# Spec stage 2 clutch



## theGTO06 (Jun 11, 2010)

Hi there dear GTO maniacs. I have a 2006 GTO and recently got a new SPEC Stage 2 clutch. According to the instructions i was supposed to be able to use the factory flywheel after i get it resurfaced. However, that isn't the case. Now i am going to order a new SPEC flywheel, but i want to know if there is anything else i need to get to be sure my car will get put back together and run. The biggest problem is my car is in Europe and getting parts here is impossible, so i am having to order all parts from USA. That means waiting time for delivery and if stuff don't work - more waiting time. So my question is does anyone know anything about SPEC parts and bisedes a new clutch and flywheel, and bearing, do i need any other parts? I was told by a SPEC tech guy that a factory bearing should work with their clutch and flywheel. I will very thankfull if anyone can help me with this. You can also e-mail me - [email protected]


----------



## KyleGT05usmc (Feb 28, 2009)

I have SPEC and I honestly hate the clutch. It has so much shudder and crap drive-ability in stop and go. Cant wait to burn it up and throw in a LS7.

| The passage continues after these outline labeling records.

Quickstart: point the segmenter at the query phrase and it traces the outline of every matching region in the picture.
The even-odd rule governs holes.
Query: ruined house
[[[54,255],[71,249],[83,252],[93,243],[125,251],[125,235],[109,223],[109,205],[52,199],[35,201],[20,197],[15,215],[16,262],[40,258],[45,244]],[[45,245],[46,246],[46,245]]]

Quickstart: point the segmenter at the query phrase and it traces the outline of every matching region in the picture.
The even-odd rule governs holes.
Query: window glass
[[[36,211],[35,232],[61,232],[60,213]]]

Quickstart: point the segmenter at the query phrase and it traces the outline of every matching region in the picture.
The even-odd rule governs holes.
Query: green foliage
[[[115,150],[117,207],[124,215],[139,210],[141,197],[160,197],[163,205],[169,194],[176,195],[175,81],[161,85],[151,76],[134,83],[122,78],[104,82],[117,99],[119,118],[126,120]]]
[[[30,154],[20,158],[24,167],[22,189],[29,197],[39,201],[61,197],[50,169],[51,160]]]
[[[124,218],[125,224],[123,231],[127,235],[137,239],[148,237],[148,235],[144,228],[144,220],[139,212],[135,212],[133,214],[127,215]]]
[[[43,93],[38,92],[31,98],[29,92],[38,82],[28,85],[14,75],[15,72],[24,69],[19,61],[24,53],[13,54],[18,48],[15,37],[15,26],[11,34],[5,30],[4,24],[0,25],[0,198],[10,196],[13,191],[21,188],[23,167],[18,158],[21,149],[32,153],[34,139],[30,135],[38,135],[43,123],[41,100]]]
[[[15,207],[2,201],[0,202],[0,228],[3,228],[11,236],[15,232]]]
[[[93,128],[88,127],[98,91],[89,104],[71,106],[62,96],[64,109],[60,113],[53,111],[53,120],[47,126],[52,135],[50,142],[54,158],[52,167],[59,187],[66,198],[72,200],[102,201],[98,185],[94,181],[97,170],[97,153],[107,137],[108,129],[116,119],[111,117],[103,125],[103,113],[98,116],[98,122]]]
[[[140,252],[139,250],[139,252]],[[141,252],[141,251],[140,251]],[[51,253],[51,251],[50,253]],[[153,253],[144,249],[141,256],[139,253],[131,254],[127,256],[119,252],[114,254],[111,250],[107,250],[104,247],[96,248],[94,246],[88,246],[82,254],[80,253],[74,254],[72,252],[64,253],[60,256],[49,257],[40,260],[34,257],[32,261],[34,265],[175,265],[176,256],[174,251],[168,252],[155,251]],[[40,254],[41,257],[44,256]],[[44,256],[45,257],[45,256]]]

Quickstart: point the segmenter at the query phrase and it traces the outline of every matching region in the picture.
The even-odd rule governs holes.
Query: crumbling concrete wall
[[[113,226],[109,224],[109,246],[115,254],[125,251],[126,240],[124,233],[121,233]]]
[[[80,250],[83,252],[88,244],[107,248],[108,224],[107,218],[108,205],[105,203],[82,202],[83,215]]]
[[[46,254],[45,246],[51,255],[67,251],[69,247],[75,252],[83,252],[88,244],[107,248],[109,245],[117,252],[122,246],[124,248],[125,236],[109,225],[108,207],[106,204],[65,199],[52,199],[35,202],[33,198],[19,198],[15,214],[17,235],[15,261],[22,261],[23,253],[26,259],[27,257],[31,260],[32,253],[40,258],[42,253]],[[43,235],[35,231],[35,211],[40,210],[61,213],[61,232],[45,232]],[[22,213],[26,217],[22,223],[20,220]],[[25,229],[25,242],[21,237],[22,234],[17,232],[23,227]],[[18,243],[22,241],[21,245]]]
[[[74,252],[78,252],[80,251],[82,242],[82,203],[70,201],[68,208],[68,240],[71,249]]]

Anyways, biggest thing I can say is DO NOT get the lightweight flywheel, its too light for our car and more expensive. 
Go ahead and get your bearing and slave cylinder while you're in there it just makes sense to save the labor.
I would say don't go spec but its too late unless you can send back and get an LS7 or monster clutch if you want to spend the money. 
Spec seems cheaper but its same price once you buy all the parts that come in the monster kit.


----------



## Falco21 (May 11, 2010)

:agree Dont get a spec!!! I absolutely HATE mine. Just like Kyle* said, the chatter is ridiculous and the overall quality of the clutch sucks. Ive been doing the same thing, trying to burn it out so i can get my Monster Stage 4 =) When I purchased my car, the spec clutch was in it already. Everything felt fine, i figured thats how the GTO drives when I drove it home. Well i started noticing this loud chattering noise everytime i pressed the clutch down. So i took it into the shop and I searched everywhere on the internet only to find out that this clutch is supposed to make that noise! Every time someone is in my car or is looking at it, they ask whats wrong with it hahahaha I cant stand it. So if you still can i would return it, or just get a different one. Not a very good choice. But to each his own :cheers


----------



## theGTO06 (Jun 11, 2010)

Guys, thanks so much for the info. The bad thing is that my car is in Europe and like i said - it is next to impossible to get parts for it here, much less aftermarket parts. Mine is the only GTO in the country. I already have the clutch and i can't send it back. I am going to get the flywheel, but Kyle, when you say it is too light, what do you mean? Doesn't that help it accelerate faster? I am sorry guys, this is my first muscle car - don't know much about them. Kyle, also i will get the bearing, but what is the cylinder you are talking about? Do i get the market cylinder and bearing or aftermarket. And if aftermarket, can you recommend a brand? Thanks again for the help.


----------